Anonymity game
Project
This classroom activity is part of the Disease Dynamics collection
When collecting data about a population, people may be concerned if details about their personal status or health status are not secure. As such, as researchers we must take steps to ensure the security of any personal details shared with us about social interactions, vaccination status, infectious contracted, as well as the patient/participant's name, age, address etc, so that they cannot be identified. This is often done though anonymising the data so that it cannot be attributed to an individual.
However, sometimes data breaches occur if data is not stored securely. This activity shows how easy it is to de-anonymise data from only a small piece of information.
How many people can you identify if Jack and Lucy's list of mutual contacts is leaked?
Resources: Slides (PowerPoint or PDF), Printable Network (PowerPoint or PDF)
Aims
- To teach students about how important anonymity is during data collection.

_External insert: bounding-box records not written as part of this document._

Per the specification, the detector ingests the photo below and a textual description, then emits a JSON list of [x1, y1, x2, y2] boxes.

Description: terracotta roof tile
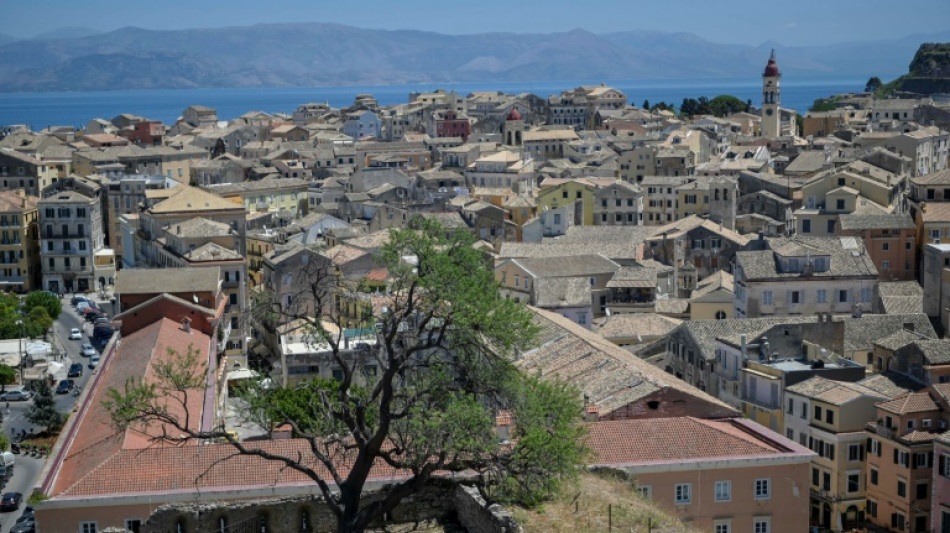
[[877, 392, 938, 415], [588, 417, 799, 464]]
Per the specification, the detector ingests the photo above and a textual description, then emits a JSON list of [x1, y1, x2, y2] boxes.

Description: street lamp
[[16, 320, 25, 385]]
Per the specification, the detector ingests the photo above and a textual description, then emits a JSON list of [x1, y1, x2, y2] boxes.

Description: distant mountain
[[30, 26, 103, 41], [0, 23, 950, 91]]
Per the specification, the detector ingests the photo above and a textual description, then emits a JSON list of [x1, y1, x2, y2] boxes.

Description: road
[[0, 297, 112, 533]]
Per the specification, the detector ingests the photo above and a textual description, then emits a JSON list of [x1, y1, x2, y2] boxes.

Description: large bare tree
[[106, 219, 584, 533]]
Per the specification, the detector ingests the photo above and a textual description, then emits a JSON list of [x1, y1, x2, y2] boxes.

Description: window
[[716, 481, 732, 502], [848, 472, 861, 493], [848, 444, 863, 461], [891, 513, 906, 530], [674, 483, 693, 503], [937, 453, 950, 478], [894, 450, 910, 467], [637, 485, 653, 501]]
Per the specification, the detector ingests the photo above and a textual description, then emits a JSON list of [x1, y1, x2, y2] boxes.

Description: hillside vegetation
[[510, 473, 695, 533]]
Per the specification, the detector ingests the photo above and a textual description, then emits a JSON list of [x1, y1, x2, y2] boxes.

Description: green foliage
[[23, 291, 63, 320], [26, 380, 65, 432], [680, 94, 751, 117], [0, 363, 16, 391], [105, 218, 585, 531], [808, 98, 838, 113]]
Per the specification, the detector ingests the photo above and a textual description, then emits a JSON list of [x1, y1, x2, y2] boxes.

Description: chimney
[[584, 404, 600, 422]]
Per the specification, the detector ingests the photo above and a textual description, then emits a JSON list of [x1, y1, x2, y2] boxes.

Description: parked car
[[0, 390, 33, 402], [0, 492, 23, 512], [10, 519, 36, 533], [16, 505, 36, 524]]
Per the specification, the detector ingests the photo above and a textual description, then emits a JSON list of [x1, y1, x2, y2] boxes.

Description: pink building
[[589, 416, 816, 533], [930, 431, 950, 533]]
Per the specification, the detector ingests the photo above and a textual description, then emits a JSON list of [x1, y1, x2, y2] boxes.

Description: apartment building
[[37, 191, 109, 293], [785, 376, 890, 530], [865, 384, 950, 533], [0, 189, 41, 293]]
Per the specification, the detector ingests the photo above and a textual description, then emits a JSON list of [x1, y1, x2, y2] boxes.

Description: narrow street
[[0, 296, 112, 533]]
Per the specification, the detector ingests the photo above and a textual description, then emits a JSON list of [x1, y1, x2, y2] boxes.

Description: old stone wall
[[453, 485, 522, 533], [142, 479, 521, 533]]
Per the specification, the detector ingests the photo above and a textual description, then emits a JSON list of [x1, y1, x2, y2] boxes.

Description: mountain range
[[0, 23, 950, 92]]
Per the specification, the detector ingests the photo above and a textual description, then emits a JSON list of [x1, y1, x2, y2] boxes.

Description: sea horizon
[[0, 76, 884, 130]]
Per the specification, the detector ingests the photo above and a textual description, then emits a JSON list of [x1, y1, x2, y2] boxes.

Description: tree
[[0, 363, 16, 392], [23, 307, 53, 337], [26, 380, 64, 432], [106, 218, 585, 532], [23, 291, 63, 320]]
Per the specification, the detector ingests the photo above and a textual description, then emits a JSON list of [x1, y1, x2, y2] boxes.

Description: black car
[[0, 492, 23, 513], [16, 505, 36, 524], [56, 379, 76, 394], [10, 519, 36, 533]]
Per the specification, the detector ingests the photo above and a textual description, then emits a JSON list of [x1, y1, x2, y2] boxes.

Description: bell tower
[[761, 50, 782, 137]]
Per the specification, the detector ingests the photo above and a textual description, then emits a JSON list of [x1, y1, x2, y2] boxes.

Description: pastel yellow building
[[0, 189, 40, 292]]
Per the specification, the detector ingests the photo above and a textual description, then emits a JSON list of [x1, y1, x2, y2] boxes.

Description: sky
[[0, 0, 950, 46]]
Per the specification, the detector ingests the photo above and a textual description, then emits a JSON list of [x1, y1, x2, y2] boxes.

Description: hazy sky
[[0, 0, 950, 46]]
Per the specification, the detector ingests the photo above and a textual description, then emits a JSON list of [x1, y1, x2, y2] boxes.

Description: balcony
[[742, 393, 781, 410]]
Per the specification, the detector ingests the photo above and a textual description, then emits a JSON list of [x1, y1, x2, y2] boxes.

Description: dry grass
[[510, 473, 693, 533]]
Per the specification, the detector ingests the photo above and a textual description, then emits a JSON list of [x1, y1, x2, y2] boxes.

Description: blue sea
[[0, 76, 867, 130]]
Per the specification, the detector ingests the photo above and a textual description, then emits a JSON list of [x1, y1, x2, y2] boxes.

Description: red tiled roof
[[877, 391, 938, 415], [56, 439, 408, 498], [588, 417, 797, 464], [44, 318, 211, 496]]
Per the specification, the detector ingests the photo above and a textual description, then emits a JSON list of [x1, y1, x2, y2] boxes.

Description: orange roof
[[588, 417, 807, 464], [43, 318, 211, 496], [877, 391, 938, 415]]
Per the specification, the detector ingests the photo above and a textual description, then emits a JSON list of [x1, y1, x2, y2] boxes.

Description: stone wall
[[453, 485, 521, 533], [142, 479, 521, 533]]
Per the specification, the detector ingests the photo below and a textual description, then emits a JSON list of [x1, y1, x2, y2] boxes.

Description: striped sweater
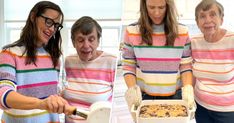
[[191, 32, 234, 112], [63, 52, 116, 123], [0, 46, 59, 123], [123, 25, 191, 96]]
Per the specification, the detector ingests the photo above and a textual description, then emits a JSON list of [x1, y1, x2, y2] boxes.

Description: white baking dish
[[131, 100, 191, 123]]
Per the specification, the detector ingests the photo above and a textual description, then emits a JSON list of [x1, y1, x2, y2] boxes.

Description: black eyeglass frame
[[39, 15, 63, 31]]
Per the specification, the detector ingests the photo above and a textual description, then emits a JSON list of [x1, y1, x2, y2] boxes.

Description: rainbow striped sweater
[[63, 52, 116, 123], [191, 31, 234, 112], [0, 46, 59, 123], [123, 25, 191, 96]]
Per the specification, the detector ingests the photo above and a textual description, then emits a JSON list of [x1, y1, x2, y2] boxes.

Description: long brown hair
[[3, 1, 64, 67], [138, 0, 178, 46]]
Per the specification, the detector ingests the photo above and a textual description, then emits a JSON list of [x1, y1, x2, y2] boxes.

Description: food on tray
[[140, 104, 188, 118]]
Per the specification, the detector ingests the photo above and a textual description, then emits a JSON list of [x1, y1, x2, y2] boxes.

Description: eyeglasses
[[40, 15, 63, 31]]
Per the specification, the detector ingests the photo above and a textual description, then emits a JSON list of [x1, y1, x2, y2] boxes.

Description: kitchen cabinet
[[174, 0, 201, 20]]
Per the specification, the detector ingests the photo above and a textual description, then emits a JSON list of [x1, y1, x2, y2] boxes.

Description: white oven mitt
[[125, 85, 142, 122], [182, 85, 197, 119]]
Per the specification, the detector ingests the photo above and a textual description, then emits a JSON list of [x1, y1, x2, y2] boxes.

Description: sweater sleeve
[[180, 36, 192, 73], [0, 50, 16, 109], [122, 30, 136, 75]]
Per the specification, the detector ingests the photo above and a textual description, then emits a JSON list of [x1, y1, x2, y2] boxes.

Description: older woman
[[191, 0, 234, 123]]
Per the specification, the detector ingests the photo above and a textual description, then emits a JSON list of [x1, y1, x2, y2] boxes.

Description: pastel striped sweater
[[0, 46, 59, 123], [123, 25, 191, 96], [64, 52, 116, 123], [191, 32, 234, 112]]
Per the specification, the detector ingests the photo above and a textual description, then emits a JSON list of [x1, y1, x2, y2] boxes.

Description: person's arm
[[122, 29, 136, 88], [181, 71, 193, 86], [0, 50, 74, 113], [6, 91, 68, 113], [124, 74, 136, 88]]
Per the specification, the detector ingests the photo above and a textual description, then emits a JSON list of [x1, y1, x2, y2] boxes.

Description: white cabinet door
[[174, 0, 201, 20]]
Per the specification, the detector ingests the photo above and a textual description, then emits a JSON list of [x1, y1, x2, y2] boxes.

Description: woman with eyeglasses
[[0, 1, 74, 123], [123, 0, 195, 120]]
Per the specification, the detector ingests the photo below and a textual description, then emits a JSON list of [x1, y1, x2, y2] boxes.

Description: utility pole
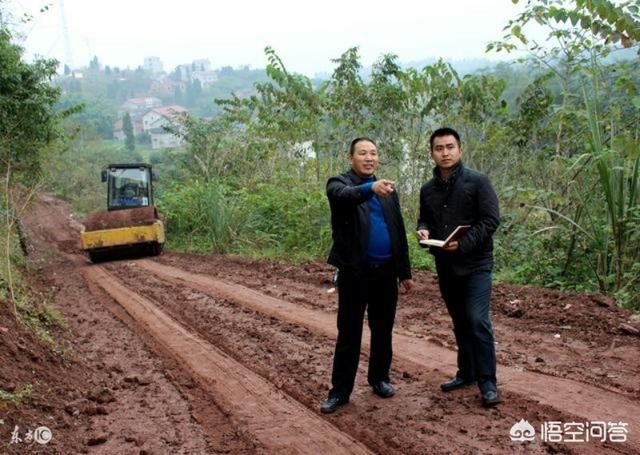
[[60, 0, 73, 70]]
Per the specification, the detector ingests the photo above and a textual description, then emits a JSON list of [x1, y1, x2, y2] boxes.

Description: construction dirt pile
[[84, 207, 158, 231]]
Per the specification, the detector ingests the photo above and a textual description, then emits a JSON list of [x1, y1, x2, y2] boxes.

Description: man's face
[[431, 135, 462, 170], [349, 141, 378, 177]]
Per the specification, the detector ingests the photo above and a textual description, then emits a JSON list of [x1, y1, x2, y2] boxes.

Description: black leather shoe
[[320, 396, 349, 414], [482, 390, 502, 408], [440, 376, 476, 392], [371, 381, 396, 398]]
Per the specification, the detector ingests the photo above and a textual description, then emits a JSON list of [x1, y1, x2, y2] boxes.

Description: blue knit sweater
[[361, 178, 391, 264]]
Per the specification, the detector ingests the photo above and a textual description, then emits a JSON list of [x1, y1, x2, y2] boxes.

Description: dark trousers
[[329, 266, 398, 398], [438, 265, 496, 393]]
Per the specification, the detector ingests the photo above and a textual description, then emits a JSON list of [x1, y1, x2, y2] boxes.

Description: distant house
[[174, 59, 213, 83], [191, 71, 218, 87], [118, 96, 162, 123], [113, 119, 144, 141], [142, 105, 188, 149], [191, 58, 211, 71], [142, 57, 164, 74], [149, 79, 186, 97]]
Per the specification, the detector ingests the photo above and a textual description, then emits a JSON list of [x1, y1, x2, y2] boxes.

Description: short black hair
[[349, 136, 378, 156], [429, 126, 462, 150]]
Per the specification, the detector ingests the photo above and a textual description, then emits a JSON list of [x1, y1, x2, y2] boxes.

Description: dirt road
[[6, 194, 640, 454]]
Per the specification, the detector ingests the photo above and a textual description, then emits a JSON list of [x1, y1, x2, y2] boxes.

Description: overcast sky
[[4, 0, 517, 76]]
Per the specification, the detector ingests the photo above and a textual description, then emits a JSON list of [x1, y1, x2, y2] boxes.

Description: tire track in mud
[[136, 260, 640, 450], [84, 266, 370, 453]]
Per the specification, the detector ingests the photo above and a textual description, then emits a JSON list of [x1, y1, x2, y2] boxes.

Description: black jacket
[[327, 171, 411, 280], [418, 162, 500, 275]]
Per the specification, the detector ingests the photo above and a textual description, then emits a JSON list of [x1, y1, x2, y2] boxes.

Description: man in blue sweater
[[320, 137, 413, 413]]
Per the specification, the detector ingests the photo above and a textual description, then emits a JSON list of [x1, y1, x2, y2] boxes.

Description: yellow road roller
[[80, 163, 165, 262]]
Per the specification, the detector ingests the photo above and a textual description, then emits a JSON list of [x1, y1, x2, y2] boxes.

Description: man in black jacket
[[417, 128, 501, 406], [320, 137, 413, 413]]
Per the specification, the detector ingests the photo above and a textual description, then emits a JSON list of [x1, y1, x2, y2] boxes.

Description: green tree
[[0, 28, 66, 317]]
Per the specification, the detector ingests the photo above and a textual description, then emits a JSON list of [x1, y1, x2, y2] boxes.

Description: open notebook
[[420, 225, 471, 248]]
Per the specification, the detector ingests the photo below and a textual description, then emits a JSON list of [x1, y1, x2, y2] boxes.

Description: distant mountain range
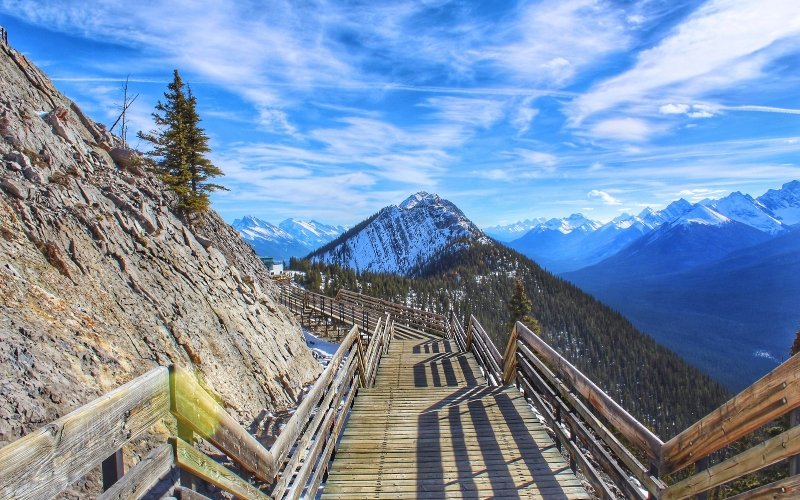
[[309, 191, 489, 276], [231, 216, 347, 260], [490, 181, 800, 389], [298, 192, 727, 436]]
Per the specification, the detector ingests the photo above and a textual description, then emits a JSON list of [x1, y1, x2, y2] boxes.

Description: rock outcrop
[[0, 35, 320, 452]]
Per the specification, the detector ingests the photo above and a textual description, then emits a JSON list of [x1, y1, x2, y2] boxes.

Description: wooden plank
[[169, 437, 269, 500], [471, 316, 503, 372], [0, 367, 169, 499], [97, 443, 173, 500], [662, 427, 800, 500], [170, 366, 277, 483], [272, 351, 356, 498], [728, 475, 800, 500], [174, 486, 211, 500], [517, 342, 666, 497], [512, 379, 614, 498], [516, 321, 663, 463], [270, 326, 358, 464], [100, 448, 125, 491], [503, 326, 518, 384], [659, 354, 800, 474], [306, 377, 356, 498], [287, 408, 336, 500]]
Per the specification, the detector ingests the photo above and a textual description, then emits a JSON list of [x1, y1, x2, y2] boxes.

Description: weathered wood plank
[[272, 351, 356, 498], [306, 376, 356, 498], [523, 374, 614, 498], [97, 444, 173, 500], [659, 354, 800, 473], [516, 321, 663, 463], [0, 367, 169, 499], [270, 326, 359, 463], [174, 486, 211, 500], [662, 427, 800, 500], [170, 366, 277, 482], [287, 408, 336, 500], [728, 475, 800, 500], [471, 316, 503, 371], [169, 437, 269, 500], [323, 333, 587, 498], [517, 341, 666, 497]]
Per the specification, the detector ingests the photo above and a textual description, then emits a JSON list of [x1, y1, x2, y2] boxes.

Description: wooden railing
[[280, 284, 385, 330], [0, 287, 800, 499], [280, 283, 448, 336], [448, 314, 800, 499], [0, 317, 393, 499], [336, 289, 447, 336]]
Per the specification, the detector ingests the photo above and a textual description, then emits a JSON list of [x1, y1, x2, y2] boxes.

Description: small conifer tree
[[508, 277, 541, 335], [139, 69, 227, 214]]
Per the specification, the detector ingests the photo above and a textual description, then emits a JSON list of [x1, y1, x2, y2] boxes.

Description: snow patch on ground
[[753, 349, 781, 363], [303, 328, 339, 366]]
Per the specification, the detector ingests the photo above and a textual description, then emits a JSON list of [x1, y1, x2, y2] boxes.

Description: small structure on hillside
[[260, 257, 283, 277]]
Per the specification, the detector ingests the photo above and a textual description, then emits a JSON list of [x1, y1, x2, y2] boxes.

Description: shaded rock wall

- To understand how identities can be deducted retrospectively from a data set.
- To understand the importance of data security.
Activity (Small Groups)
Ask students to examine the network (on screen or printed out).
Invite students to try and de-anonymise the network, based on the leaked information of Jack and Lucy's mutual contacts.
Questions for thought:
What If we had coded the network with boys and girls?
What if a different pair of mutual links were leaked? What if only the single directional choices was leaked?
What are the dangers of being able to re-identify people in this way?
Other networks may have sensitive data that people would not want to be made public. Does it matter what sort of information we are able to identify about someone?
Case Study: Governments losing data.
Personal details of every child in the UK; name, date of birth and address, along with the bank details and National Insurance numbers of the parents claiming child benefit went missing in the post in 2007.
Her Majesty's Revenue and Customs (HMRC) apologised for this loss - which was caused by a junior member of staff sending the data on 2 unencrypted discs by standard Royal Mail to an audit office elsewhere in the UK. This could potentially affect 25 million Britons, and cost £145m.
In response, the Government asked parents to remain vigilant for any suspicious behaviour on their bank account, although it may be that the full extent of the data breach is not known until all of these children reach the age of 18 and may have suffered from identity fraud.